Hello, I have a question about the formula and the user defined function: I can do following: ###Case 1:> clotting <- data.frame(+ u = c(5,10,15,20,30,40,60,80,100), + lot1 = c(118,58,42,35,27,25,21,19,18), + lot2 = c(69,35,26,21,18,16,13,12,12))> g1=glm(lot1 ~ log(u) + poly(u,1), data = clotting, family = Gamma) > dc=clotting > dc$u=1 > predict(g1,dc)1 2 3 4 5 6 7 8 9 -0.01398929 -0.01398929 -0.01398929 -0.01398929 -0.01398929 -0.01398929 -0.01398929 -0.01398929 -0.01398929 However, if I just simply wrap the poly as a user defined function ( in reality I would have my own more complex function) then I will get error: ###Case 2:> xpoly<-function(x,degree=1){poly(x,degree)} > g2=glm(lot1 ~ log(u) + xpoly(u,1), data = clotting, family = Gamma) > predict(g2,dc)Error in poly(x, degree) : 'degree' must be less than number of unique points It seems that the predict always treat the user defined function in the formula with I(). My question is how can I get the results for Case2 same as case1? Anyone can have any idea about this? Thank you very much. Alex [[alternative HTML version deleted]]
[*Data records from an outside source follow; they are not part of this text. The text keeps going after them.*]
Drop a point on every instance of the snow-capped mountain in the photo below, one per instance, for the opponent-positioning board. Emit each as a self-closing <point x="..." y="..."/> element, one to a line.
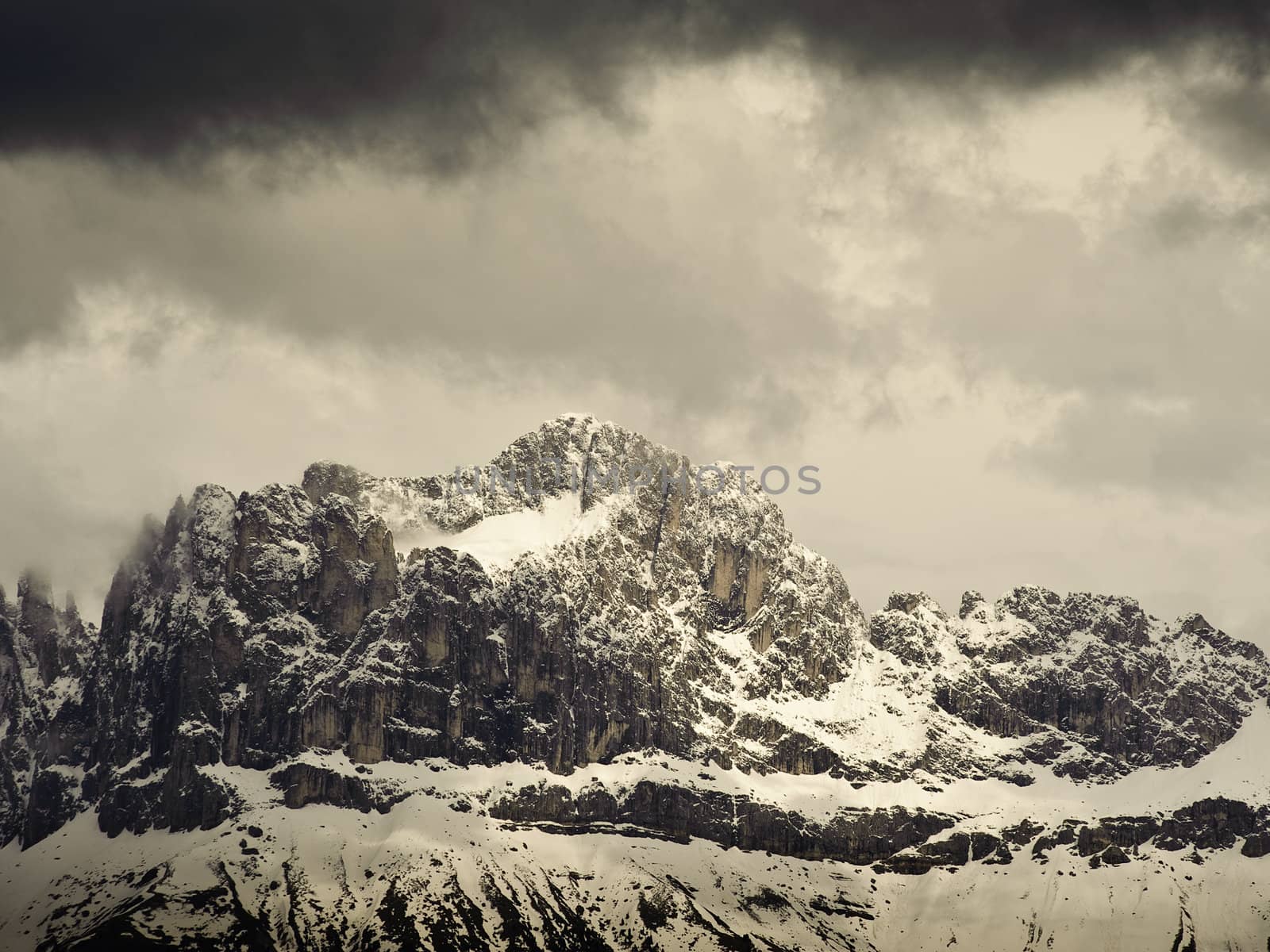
<point x="556" y="714"/>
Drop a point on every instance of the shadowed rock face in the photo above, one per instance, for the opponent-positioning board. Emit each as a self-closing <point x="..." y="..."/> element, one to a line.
<point x="672" y="616"/>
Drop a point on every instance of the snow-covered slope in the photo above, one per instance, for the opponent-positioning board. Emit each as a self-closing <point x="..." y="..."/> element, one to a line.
<point x="575" y="710"/>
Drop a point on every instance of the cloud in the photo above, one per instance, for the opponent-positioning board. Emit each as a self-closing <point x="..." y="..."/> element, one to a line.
<point x="444" y="86"/>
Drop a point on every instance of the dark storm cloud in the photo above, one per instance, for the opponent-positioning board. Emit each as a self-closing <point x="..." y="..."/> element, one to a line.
<point x="441" y="86"/>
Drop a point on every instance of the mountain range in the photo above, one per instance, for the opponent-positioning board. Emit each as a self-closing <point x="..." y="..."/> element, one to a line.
<point x="383" y="714"/>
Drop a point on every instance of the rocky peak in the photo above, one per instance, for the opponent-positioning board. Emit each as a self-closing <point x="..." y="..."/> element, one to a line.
<point x="559" y="622"/>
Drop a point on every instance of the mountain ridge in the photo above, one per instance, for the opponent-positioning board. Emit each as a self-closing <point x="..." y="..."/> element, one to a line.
<point x="658" y="660"/>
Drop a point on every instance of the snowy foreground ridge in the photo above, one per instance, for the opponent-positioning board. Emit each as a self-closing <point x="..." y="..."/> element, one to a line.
<point x="387" y="714"/>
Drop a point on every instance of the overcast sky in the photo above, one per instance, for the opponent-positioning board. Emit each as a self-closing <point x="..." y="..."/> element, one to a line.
<point x="1001" y="276"/>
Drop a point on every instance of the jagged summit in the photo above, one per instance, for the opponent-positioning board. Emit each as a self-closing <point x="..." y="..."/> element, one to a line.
<point x="654" y="655"/>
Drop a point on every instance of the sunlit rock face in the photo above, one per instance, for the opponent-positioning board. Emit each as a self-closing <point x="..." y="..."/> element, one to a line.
<point x="583" y="636"/>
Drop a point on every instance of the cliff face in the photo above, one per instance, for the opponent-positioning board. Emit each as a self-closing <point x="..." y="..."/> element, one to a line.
<point x="591" y="609"/>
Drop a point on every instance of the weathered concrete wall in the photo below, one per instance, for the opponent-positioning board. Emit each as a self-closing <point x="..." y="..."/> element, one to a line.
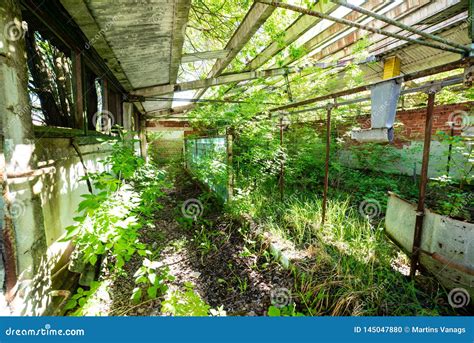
<point x="57" y="183"/>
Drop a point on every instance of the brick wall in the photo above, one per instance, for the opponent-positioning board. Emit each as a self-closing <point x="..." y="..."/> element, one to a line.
<point x="410" y="124"/>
Read about the 'makepredictcall' generic function. There is a method,
makepredictcall.poly(), for poly() that attaches the polynomial coefficients
used during the fitting procedure to the call to poly() that predict()
makes.
You ought to supply a similar method for your xpoly(), and xpoly() needs to
return an object of a a new class that will cause that method to be used.
E.g.,
xpoly <- function(x,degree=1,...){ ret <- poly(x,degree=degree,...);
class(ret) <- "xpoly" ; ret }
makepredictcall.xpoly <- function (var, call)
{
if (is.call(call)) {
if (identical(call[[1]], quote(xpoly))) {
if (!is.null(tmp <- attr(var, "coefs"))) {
call$coefs <- tmp
}
}
}
call
}
g2 <- glm(lot1 ~ log(u) + xpoly(u,1), data = clotting, family = Gamma)
predict(g2,dc)
# 1 2 3 4 5
#-0.01398928608 -0.01398928608 -0.01398928608 -0.01398928608
#-0.01398928608
# 6 7 8 9
#-0.01398928608 -0.01398928608 -0.01398928608 -0.01398928608
You can see the effects of makepredictcall() in the 'terms' component
of glm's output. The 'variables' attribute of it gives the original
function
calls and the 'predvars' attribute gives the calls to be used for
prediction:
> attr(g2$terms, "variables")
list(lot1, log(u), xpoly(u, 1))
> attr(g2$terms, "predvars")
list(lot1, log(u), xpoly(u, 1, coefs = list(alpha = 40, norm2 = c(1,
9, 8850))))
Bill Dunlap
TIBCO Software
wdunlap tibco.com
On Thu, Jul 16, 2015 at 12:35 PM, Kunshan Yin <yinkunshan at gmail.com>
wrote:
> Hello, I have a question about the formula and the user defined function:
>
> I can do following:
> ###Case 1:
> > clotting <- data.frame(
> + u = c(5,10,15,20,30,40,60,80,100),
> + lot1 = c(118,58,42,35,27,25,21,19,18),
> + lot2 = c(69,35,26,21,18,16,13,12,12))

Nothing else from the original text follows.